Ne var da geliyordu ki? Ne güzel uyuyordum işte. Jimin'de de nasıl bir uyku varsa bu kadar sese uyanmamıştı
"Siz ne anlarsınız ki. Ship damarım patlıyor bunları öyle görünce benim. Bak şu kurtçuğa nasıl da yapışmış Yoongi'ye. Derken elindeki kağıda bakıyordu.
Bir dakika, fotoğrafımızı mı çekmiş o.
"Ne o elindeki?" diye sorduğumda Hyunjin suçlu bir çocukmuş gibi bakıp kaçmıştı.
"Gel buraya Jimin değil ben bitireceğim seni!" derken yataktan çıkıp peşinden koşmaya başlamıştım.
"Tabi arkadaş vampir olunca ışık hızında koşuyor."
Birkaç dakıkanın ardından iyice hızlanmaya çalışarak Hyunjin'i yakalamayı başarmıştım.
"Ver şu fotoğrafı."
"Yooo. Neden vereyim, o kadar bekledim moment almaya, asla vermem bunu."
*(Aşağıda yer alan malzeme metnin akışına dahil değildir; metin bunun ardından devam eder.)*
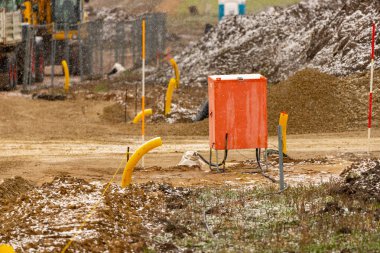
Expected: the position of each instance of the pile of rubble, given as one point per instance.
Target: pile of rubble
(363, 179)
(332, 36)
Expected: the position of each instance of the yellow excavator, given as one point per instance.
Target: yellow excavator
(57, 20)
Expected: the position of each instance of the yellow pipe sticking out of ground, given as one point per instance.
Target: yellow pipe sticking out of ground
(284, 123)
(5, 248)
(169, 93)
(67, 75)
(139, 153)
(138, 117)
(176, 72)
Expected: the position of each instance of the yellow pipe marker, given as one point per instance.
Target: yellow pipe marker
(169, 93)
(176, 71)
(284, 123)
(138, 117)
(5, 248)
(67, 76)
(143, 86)
(139, 153)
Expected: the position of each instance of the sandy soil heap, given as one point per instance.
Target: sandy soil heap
(363, 179)
(333, 36)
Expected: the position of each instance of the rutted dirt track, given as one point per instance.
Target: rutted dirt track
(41, 140)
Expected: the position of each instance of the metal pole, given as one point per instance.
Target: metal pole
(52, 61)
(80, 53)
(101, 49)
(281, 159)
(125, 108)
(143, 87)
(371, 86)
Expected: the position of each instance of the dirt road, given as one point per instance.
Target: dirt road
(41, 139)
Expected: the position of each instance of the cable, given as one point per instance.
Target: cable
(210, 163)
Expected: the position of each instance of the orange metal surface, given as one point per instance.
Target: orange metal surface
(238, 107)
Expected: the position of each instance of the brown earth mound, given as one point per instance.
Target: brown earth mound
(320, 103)
(12, 188)
(363, 179)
Ben fotoğrafi almak için cebelleşirken merdivenlerden Jimin gelmişti.
"Bırak şunu da sussun. Uykumun içine etti zaten."
"Aa kış uykusuna mı yatacaksınız? Sayemde ilk dateinizi yaptınız teşekkür edeceğinize yaptığınız şeye bak."
Jimin. "Sus Hyunjin." dedikten sonra kapıya yöneldi.
"Arabaya gidiyorum ben, alacağınız bir şey varsa alıp gelin." Dedikten sonra evden çıkmıştı.
Onun ardından biz de çıktık. Alacağımız bir şey olmuyordu zaten.
Sarayın önüne geldiğimizde Jimin inmemiş 'Eğitim alanına gitmem lazım.' dedikten sonra gitmişti.
Biz de daha önce de geldiğimiz yere girmiştik.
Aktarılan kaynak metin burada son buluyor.